12-3791
Klimas v. Lantz
UNITED STATES COURT OF APPEALS
FOR THE SECOND CIRCUIT
SUMMARY ORDER
RULINGS BY SUMMARY ORDER DO NOT HAVE PRECEDENTIAL EFFECT. CITATION TO A
SUMMARY ORDER FILED ON OR AFTER JANUARY 1, 2007, IS PERMITTED AND IS GOVERNED BY
FEDERAL RULE OF APPELLATE PROCEDURE 32.1 AND THIS COURT’S LOCAL RULE 32.1.1. WHEN
CITING A SUMMARY ORDER IN A DOCUMENT FILED WITH THIS COURT, A PARTY MUST CITE
EITHER THE FEDERAL APPENDIX OR AN ELECTRONIC DATABASE (WITH THE NOTATION
“SUMMARY ORDER”).
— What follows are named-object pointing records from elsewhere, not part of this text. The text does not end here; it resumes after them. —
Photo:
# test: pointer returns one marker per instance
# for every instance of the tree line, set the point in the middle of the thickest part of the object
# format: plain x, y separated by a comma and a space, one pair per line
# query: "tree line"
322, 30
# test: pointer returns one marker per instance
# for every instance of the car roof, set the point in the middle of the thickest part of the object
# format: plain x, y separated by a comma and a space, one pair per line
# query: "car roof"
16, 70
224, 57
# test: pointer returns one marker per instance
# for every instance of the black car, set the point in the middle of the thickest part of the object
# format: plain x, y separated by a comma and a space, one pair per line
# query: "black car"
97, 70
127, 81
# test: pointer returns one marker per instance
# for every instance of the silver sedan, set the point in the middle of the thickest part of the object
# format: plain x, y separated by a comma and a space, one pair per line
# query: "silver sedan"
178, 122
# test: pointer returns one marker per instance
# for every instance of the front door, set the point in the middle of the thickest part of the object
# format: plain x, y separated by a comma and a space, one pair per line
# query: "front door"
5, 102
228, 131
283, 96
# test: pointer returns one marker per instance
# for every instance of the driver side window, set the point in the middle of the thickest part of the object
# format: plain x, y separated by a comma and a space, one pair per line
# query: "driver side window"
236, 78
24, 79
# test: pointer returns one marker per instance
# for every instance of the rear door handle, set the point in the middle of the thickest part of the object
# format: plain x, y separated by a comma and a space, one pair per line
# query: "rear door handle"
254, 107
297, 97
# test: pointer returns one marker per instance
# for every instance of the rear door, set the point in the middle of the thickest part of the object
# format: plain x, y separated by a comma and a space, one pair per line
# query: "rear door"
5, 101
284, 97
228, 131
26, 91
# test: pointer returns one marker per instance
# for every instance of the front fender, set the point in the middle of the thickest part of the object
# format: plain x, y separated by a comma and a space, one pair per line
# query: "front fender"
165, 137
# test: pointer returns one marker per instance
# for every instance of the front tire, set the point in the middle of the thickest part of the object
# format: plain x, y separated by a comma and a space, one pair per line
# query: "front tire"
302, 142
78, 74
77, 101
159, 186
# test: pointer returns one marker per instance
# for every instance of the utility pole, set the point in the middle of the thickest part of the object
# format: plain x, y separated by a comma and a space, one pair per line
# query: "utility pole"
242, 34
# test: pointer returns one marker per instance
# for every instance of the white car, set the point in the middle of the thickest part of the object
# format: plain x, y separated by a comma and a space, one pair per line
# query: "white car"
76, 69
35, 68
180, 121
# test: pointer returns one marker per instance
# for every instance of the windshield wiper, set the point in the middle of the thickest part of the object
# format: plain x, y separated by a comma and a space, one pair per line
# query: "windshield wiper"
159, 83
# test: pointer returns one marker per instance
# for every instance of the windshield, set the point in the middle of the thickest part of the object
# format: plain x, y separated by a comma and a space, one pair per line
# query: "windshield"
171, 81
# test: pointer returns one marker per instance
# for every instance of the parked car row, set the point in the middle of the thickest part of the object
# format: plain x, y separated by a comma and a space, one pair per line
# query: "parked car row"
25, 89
A PARTY CITING A SUMMARY ORDER MUST SERVE A COPY OF IT ON ANY
PARTY NOT REPRESENTED BY COUNSEL.
At a stated term of the United States Court of Appeals for the Second Circuit, held at
the Thurgood Marshall United States Courthouse, 40 Foley Square, in the City of New York,
on the 1st day of May, two thousand thirteen.
PRESENT: RALPH K. WINTER,
GUIDO CALABRESI,
GERARD E. LYNCH,
Circuit Judges.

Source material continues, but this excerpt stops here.